The much-anticipated day of prayer headlined by Governor Rick Perry’, “The Response,” took place this past Saturday, August 6th. Leading up to the event, many groups including Interfaith Alliance expressed concerns about the possibility Gov. Perry was using his political power (and government funds) to endorse a particular denomination of Christianity over other religions practiced in America. There was also reason to be suspicious that he was exhibiting his religious devotion as means to appeal a particular voting base for the sake of a possible presidential campaign (It is expected he will announce his bid for the Presidency this week).
As Interfaith Alliance President Rev. Dr. C. Welton Gaddy pointed out in his statement about the event, “Governor Perry has every right to pray or fast in private or with others. However, when he uses his public office in any way to promote a sectarian event, he has crossed a line that the framers of our Constitution did not want crossed for the good of both religion and government.”
A number of groups cautioned Gov. Perry about mixing his personal religious convictions with his job as politician in a nation that is open to all beliefs. Our friends at Americans United for the Separation of Church and State and the ACLU also aired their concerns with the Governor’s involvement in the event and held a counter-rally in Texas that same weekend.
Upon watching his prayer offered at the event, it became clear to me that Gov. Perry had chosen his words carefully to make it difficult to accuse him of inappropriately mixing religion and politics. His remarks were focused on religion, not politics, and he made a point of saying “[God is] a wise, wise God, and he’s wise enough to not be affiliated with any political party, or for that matter, he’s wise enough to not be affiliated with any man-made institutions.” He certainly avoided making any direct political statements in his prayer.
Despite this carefulness, there are problems with Gov. Perry’s involvement in this day of prayer that can’t be denied. Even though the focus was not on his own political agenda, Gov. Perry led the event as the Governor of Texas. He was not a minister leading his congregation in prayer; he was calling on all of America from the Governor’s bully pulpit. Additionally, “the Response” was exclusively Christian, recognizing only the divinity and authority of Jesus Christ.

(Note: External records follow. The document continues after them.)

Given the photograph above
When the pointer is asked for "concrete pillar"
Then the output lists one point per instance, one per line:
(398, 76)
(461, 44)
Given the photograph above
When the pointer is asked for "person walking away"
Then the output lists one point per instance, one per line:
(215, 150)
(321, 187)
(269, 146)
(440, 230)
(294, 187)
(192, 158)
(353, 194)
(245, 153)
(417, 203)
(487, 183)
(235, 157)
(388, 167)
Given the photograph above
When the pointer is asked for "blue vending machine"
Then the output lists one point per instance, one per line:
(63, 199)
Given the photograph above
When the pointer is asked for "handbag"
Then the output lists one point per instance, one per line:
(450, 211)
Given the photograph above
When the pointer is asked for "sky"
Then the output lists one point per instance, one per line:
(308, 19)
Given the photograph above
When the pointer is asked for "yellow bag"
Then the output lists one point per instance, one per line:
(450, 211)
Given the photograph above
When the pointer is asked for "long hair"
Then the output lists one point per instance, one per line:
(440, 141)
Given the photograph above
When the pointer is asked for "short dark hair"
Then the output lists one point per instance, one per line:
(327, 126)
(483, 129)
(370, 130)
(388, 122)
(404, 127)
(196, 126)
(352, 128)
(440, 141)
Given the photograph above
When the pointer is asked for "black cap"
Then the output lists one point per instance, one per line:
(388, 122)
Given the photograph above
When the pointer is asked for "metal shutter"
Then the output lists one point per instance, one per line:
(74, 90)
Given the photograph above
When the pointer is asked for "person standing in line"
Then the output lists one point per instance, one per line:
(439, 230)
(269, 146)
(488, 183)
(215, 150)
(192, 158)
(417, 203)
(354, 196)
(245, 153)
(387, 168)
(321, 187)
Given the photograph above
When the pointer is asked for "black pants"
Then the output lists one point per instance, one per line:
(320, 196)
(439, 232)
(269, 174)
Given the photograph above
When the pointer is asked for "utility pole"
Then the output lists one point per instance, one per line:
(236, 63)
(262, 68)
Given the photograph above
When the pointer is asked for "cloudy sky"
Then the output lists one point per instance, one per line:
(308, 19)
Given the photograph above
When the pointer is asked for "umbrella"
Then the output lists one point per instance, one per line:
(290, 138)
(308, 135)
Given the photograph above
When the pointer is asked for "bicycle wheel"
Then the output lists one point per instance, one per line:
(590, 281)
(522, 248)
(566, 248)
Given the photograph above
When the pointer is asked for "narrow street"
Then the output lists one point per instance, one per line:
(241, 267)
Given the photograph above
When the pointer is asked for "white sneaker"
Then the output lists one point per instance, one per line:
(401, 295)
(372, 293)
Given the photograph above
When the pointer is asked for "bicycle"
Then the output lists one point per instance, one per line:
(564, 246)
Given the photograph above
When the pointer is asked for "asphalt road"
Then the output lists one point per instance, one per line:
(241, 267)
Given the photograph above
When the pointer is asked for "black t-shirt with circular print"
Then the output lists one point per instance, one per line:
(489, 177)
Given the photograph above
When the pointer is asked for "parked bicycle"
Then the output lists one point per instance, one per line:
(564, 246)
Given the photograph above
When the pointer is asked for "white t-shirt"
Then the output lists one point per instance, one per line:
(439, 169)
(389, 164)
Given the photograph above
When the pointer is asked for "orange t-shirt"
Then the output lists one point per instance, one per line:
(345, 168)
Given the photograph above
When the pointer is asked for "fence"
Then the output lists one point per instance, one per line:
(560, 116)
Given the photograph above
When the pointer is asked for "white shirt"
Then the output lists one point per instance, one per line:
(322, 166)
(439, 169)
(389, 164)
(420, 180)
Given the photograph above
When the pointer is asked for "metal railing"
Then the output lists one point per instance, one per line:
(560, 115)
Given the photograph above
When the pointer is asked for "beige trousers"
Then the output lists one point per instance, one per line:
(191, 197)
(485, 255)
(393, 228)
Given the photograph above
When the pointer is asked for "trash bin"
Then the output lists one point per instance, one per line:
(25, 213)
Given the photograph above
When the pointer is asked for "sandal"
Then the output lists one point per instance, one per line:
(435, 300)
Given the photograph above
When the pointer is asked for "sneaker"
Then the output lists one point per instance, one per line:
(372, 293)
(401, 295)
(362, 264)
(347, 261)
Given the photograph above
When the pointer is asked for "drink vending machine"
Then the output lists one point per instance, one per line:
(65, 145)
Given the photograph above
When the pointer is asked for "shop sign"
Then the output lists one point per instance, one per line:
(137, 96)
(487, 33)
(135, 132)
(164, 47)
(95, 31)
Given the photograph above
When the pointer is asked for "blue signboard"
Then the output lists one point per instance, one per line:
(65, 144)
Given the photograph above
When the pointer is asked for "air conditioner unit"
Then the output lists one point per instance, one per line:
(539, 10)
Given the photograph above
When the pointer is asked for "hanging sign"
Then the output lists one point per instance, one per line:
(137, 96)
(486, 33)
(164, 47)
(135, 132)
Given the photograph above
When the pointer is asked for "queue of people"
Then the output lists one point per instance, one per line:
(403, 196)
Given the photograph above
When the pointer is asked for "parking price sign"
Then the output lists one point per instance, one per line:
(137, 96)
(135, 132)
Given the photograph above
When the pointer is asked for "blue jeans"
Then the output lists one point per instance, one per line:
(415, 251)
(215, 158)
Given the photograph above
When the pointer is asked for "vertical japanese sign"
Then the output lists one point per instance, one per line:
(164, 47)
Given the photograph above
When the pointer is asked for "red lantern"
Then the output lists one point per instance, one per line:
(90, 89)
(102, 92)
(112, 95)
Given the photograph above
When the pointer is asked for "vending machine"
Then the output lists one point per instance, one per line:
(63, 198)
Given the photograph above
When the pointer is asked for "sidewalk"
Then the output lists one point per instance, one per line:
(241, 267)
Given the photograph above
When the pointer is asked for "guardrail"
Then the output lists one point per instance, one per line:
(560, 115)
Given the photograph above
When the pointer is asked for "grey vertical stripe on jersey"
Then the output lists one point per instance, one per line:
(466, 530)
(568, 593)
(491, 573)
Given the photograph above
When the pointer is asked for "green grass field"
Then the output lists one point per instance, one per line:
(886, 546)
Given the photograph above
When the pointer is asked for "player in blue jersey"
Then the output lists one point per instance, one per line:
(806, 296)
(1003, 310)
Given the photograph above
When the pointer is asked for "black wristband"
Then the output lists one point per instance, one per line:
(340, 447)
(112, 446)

When he originally called for this event, Gov. Perry said that America suffered from “moral relativism.” In addressing an issue of morality through an exclusively Christian prayer service, he defined morality as Christianity, alienating followers of other religions and belief systems. Furthermore, the event was organized and financed in large part by the American Family Association, a bastion of the Religious Right which has been classified as an antigay hate group by the Southern Poverty Law Center.
The First Amendment of the Constitution protects both freedom of speech and freedom of religion, values that we continue to hold dear. Gov. Perry has a right, just as every American does, to express the religious beliefs of his choosing. However, the First Amendment also prohibits the Establishment of religion by our government. By using his public office to endorse and participate in an exclusively Christian service to address problems that face America, Gov. Perry dangerously mixes politics and religion, threatening the integrity of both the government and religion.